Mammograms : Questions for the Doctor

Mammograms : Questions for the Doctor

A mammogram is an x-ray picture of the breast to check for breast cancer. Mammograms can help find breast cancer early, before it spreads to other parts of the body — and when it may be easier to treat. Mammograms are a form of cancer prevention and should be completed routinely. Together, you and your doctor can decide what’s best for you.

The recommendations are:

  • If you’re 40 or older and have an average risk of breast cancer, yearly screening mammograms should be part of your healthcare.
  • If your breast cancer risk is higher than average, talk to your doctor about a more aggressive breast cancer screening plan that makes the most sense for your particular situation. Your plan may include breast MRI or ultrasound in addition to mammograms.

Like all medical tests, mammograms have benefits and risks. These benefits and risks depend on your age and your personal risk of breast cancer. Use the questions below to start a conversation with your doctor about mammograms.

Mammogram for Breast Cancer Screening

What about cost?

Insurance plans must cover mammograms for women aged 50 and over — and some younger women at higher risk for breast cancer. That means you may be able to get mammograms at no cost to you. Talk to your insurance company to find out more. In Georgia, there are many resources for those needing financial assistance to complete your screenings, and CHW offers advanced diagnostic breast cancer screenings. 

What do I ask the doctor?

When you visit the doctor, it helps to have questions written down ahead of time. You may also want to ask a family member or close friend to go with you to take notes. Remember, this is your healthcare, and your doctor is part of your team. If you feel that your current doctor is not welcoming to your questions or your needs, it might be the right time to consider a different doctor. Remember to advocate for yourself and insist on what you feel is correct for you when it comes to preventative screenings.

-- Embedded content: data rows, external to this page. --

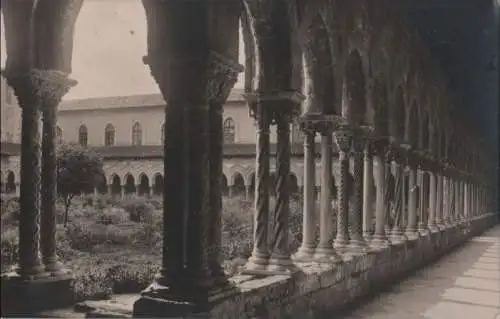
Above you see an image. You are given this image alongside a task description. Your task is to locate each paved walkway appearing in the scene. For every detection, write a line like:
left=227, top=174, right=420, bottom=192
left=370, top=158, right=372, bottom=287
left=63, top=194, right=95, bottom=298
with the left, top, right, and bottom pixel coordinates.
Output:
left=342, top=225, right=500, bottom=319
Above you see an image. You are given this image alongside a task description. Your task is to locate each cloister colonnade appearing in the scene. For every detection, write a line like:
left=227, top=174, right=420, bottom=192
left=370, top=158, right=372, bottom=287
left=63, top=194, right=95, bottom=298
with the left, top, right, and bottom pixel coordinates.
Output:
left=2, top=0, right=493, bottom=317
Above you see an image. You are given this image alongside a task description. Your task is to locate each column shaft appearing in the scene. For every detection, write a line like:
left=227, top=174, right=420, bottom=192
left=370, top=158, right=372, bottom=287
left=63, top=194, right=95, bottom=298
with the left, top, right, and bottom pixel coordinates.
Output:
left=372, top=146, right=387, bottom=246
left=270, top=112, right=291, bottom=270
left=363, top=144, right=373, bottom=239
left=427, top=171, right=437, bottom=229
left=245, top=106, right=270, bottom=273
left=295, top=130, right=316, bottom=260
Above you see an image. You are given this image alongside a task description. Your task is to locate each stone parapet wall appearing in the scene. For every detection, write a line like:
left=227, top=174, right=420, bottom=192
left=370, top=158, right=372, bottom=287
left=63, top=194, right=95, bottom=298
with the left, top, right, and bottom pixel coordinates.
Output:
left=207, top=214, right=497, bottom=319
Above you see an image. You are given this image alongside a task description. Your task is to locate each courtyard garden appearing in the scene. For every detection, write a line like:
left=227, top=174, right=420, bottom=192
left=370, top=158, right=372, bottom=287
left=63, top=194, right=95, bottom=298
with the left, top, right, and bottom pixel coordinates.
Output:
left=0, top=195, right=302, bottom=300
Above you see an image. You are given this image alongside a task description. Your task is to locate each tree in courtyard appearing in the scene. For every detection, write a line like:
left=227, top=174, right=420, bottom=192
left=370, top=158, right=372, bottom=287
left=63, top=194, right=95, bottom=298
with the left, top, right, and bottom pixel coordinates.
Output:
left=57, top=144, right=104, bottom=227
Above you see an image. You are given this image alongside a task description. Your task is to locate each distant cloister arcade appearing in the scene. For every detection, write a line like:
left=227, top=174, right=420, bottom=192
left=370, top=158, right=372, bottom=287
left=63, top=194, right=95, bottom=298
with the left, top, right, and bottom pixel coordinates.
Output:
left=2, top=0, right=495, bottom=317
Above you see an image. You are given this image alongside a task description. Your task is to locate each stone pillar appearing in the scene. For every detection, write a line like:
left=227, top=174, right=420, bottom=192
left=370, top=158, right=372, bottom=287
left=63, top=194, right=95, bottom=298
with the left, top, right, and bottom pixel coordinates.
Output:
left=333, top=127, right=352, bottom=252
left=436, top=172, right=444, bottom=229
left=2, top=70, right=47, bottom=284
left=315, top=124, right=340, bottom=262
left=406, top=159, right=418, bottom=237
left=39, top=70, right=76, bottom=276
left=427, top=170, right=437, bottom=230
left=390, top=150, right=405, bottom=241
left=349, top=132, right=367, bottom=252
left=363, top=141, right=374, bottom=240
left=268, top=110, right=298, bottom=274
left=243, top=102, right=271, bottom=274
left=371, top=140, right=388, bottom=247
left=294, top=123, right=316, bottom=261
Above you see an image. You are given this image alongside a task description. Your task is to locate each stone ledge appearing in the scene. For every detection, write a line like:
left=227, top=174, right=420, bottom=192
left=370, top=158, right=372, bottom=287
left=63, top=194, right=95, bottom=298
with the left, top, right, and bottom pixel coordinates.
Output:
left=72, top=214, right=497, bottom=319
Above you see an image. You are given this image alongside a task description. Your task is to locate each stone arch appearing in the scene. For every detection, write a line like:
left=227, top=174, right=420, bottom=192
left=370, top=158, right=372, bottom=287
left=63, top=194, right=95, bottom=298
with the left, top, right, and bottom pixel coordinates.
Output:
left=109, top=174, right=122, bottom=195
left=232, top=173, right=245, bottom=196
left=303, top=13, right=340, bottom=114
left=153, top=173, right=163, bottom=196
left=343, top=49, right=367, bottom=124
left=123, top=173, right=136, bottom=195
left=137, top=173, right=150, bottom=196
left=5, top=171, right=17, bottom=194
left=220, top=174, right=229, bottom=196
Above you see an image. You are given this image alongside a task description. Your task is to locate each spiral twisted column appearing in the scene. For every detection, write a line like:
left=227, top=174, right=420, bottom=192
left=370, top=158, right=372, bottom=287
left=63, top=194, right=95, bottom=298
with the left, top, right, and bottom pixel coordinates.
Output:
left=363, top=139, right=374, bottom=240
left=370, top=140, right=389, bottom=247
left=314, top=119, right=340, bottom=262
left=38, top=70, right=77, bottom=276
left=243, top=104, right=272, bottom=274
left=268, top=109, right=293, bottom=273
left=3, top=70, right=47, bottom=280
left=294, top=122, right=316, bottom=261
left=427, top=165, right=437, bottom=231
left=333, top=127, right=352, bottom=252
left=405, top=151, right=418, bottom=237
left=349, top=129, right=367, bottom=251
left=390, top=150, right=405, bottom=241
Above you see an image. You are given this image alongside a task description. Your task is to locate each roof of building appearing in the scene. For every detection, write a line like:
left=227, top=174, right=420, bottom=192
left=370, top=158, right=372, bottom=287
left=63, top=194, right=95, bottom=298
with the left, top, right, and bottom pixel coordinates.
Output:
left=59, top=88, right=244, bottom=111
left=0, top=142, right=336, bottom=160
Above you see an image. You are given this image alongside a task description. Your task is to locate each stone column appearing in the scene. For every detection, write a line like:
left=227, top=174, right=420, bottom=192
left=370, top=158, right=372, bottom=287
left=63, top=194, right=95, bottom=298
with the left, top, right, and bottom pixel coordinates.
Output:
left=243, top=102, right=271, bottom=274
left=427, top=170, right=437, bottom=230
left=268, top=110, right=294, bottom=274
left=390, top=150, right=405, bottom=241
left=39, top=70, right=76, bottom=276
left=294, top=123, right=316, bottom=261
left=371, top=141, right=388, bottom=247
left=2, top=70, right=46, bottom=280
left=333, top=127, right=352, bottom=252
left=406, top=155, right=418, bottom=237
left=363, top=141, right=374, bottom=240
left=436, top=172, right=444, bottom=229
left=315, top=123, right=340, bottom=262
left=349, top=132, right=367, bottom=252
left=208, top=54, right=241, bottom=288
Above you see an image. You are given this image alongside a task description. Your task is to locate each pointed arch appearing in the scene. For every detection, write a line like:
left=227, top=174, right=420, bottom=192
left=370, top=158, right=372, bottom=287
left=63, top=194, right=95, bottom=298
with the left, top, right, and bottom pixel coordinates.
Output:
left=78, top=124, right=88, bottom=146
left=223, top=117, right=236, bottom=144
left=104, top=123, right=115, bottom=146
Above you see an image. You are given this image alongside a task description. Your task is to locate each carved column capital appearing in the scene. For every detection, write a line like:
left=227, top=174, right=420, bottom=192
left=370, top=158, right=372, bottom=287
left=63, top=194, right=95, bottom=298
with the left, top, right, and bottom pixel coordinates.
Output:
left=2, top=69, right=78, bottom=108
left=207, top=51, right=245, bottom=105
left=335, top=127, right=353, bottom=153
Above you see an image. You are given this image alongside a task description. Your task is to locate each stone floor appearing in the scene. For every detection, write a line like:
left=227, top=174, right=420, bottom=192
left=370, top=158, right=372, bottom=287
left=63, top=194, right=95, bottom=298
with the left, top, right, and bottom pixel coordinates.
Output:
left=342, top=225, right=500, bottom=319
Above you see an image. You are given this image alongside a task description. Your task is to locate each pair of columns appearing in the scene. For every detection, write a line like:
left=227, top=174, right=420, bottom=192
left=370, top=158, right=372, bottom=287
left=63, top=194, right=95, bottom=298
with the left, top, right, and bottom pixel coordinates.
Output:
left=294, top=120, right=371, bottom=263
left=3, top=69, right=76, bottom=280
left=243, top=92, right=304, bottom=275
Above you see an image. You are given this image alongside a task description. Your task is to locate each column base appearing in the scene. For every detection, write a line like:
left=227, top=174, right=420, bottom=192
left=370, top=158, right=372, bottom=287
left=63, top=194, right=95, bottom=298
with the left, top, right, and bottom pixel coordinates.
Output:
left=370, top=235, right=391, bottom=249
left=314, top=247, right=342, bottom=264
left=292, top=246, right=316, bottom=262
left=133, top=283, right=238, bottom=318
left=1, top=272, right=75, bottom=318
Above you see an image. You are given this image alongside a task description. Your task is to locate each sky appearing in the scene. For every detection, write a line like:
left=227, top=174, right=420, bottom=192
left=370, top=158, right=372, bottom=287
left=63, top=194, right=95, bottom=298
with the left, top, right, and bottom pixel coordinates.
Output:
left=0, top=0, right=244, bottom=99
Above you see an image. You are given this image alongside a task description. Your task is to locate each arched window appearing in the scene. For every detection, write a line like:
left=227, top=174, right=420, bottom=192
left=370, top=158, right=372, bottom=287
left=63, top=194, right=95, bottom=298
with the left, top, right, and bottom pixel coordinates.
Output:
left=132, top=122, right=142, bottom=145
left=56, top=126, right=62, bottom=143
left=104, top=124, right=115, bottom=146
left=224, top=117, right=235, bottom=144
left=78, top=124, right=88, bottom=146
left=161, top=123, right=165, bottom=145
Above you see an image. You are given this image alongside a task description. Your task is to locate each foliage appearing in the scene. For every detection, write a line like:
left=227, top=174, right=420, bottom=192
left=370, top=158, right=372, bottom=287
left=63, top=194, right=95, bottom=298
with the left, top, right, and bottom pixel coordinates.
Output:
left=57, top=144, right=104, bottom=226
left=1, top=196, right=302, bottom=300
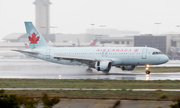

  • Do I have any risk factors that increase my chances of getting breast cancer?
  • When should I start getting regular mammograms?
  • How often should I get mammograms?
  • What will happen when I go to get mammograms?
  • How long will it take to get the results of my mammograms?
  • If I don’t hear back about the results of my mammograms, does that mean everything’s okay?
  • What are the benefits and risks of getting mammograms? What does this mean for me?
  • Is there anything I can do to lower my risk of breast cancer?

After you receive your results, if the doctor does find any abnormalities, you can ask:

  • What are the next steps at diagnosing this?
  • What concerns you about my mammogram?
  • Where is the abnormality located?
  • Is just one breast affected, or both?
  • Are there any abnormalities in my lymph node area?

When you have received your diagnosis:

  • What does my treatment plan look like?
  • How aggressive is this cancer?
  • How does this diagnosis affect the likelihood that my children will develop breast cancer?
  • What type of breast cancer is this?
  • Am I at high risk for this cancer to spread? Has this cancer spread?

In addition, do not be afraid to ask your doctor to explain things more simply. If the doctor is speaking over your head with medical terminology, do not feel embarrassed about asking him or her to explain in simpler words. This is your healthcare, and you need to understand what is going on regarding your health. Ask him or her to draw a picture if you are a visual learner and ask your doctor to show you your mammogram images.